WordPress Prompt: What’s the most delicious thing you’ve ever eaten?
It was the summer of 1999,
Annapolis was bright and brackish,
and I was nineteen,
slipping between sugar bins
at the Sweet Factory,
where children were sticky,
thieves were sloppy,
and the candy was sacred.
The Chesapeake breeze curled around corners
like a whispered promise.
Market Place was closed,
so I wandered toward Einstein Bros—
not for bagels,
but for something that would break me open
in the very best way.
And there it was.
The Sandwich.
On a ciabatta roll that
wasn’t soft, wasn’t hard—
just perfectly weathered like a dock in the sun.
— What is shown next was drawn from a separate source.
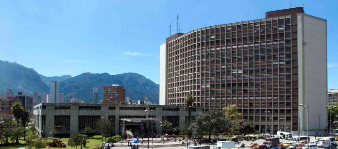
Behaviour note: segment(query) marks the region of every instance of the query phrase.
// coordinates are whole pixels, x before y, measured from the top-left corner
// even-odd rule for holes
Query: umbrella
[[[138,141],[136,140],[133,140],[129,141],[129,143],[138,143]]]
Asiago cheese spread met olive tapenade,
salty and briny
like a kiss between a sea captain
and an orchard witch.
There were grilled slices of eggplant
and zucchini,
roasted red pepper,
lettuce, tomato,
maybe a whisper of onion,
definitely sprouts—
the alfalfa kind, green and wild.
There may have been
an avocado spread
soft as a sigh
but I can’t be sure.
I was floating by then.
It was vegetarian,
but not meek.
It was bold and messy,
filling and refreshing—
a riot of oil, salt, sun, and tenderness.
It fed me for hours.
It fed me for years.
It still does.
That sandwich is gone now.
So is the Einstein Bros on that street.
So is the Aero Bar gifted by the kind British child
who wanted us to know the joy of their candy
as we had offered ours.
But I remember.
I always will.
Some sandwiches
aren’t just food.
They’re altars.



3 responses to “Ode to the Sandwich That Broke Me (in the Best Way)”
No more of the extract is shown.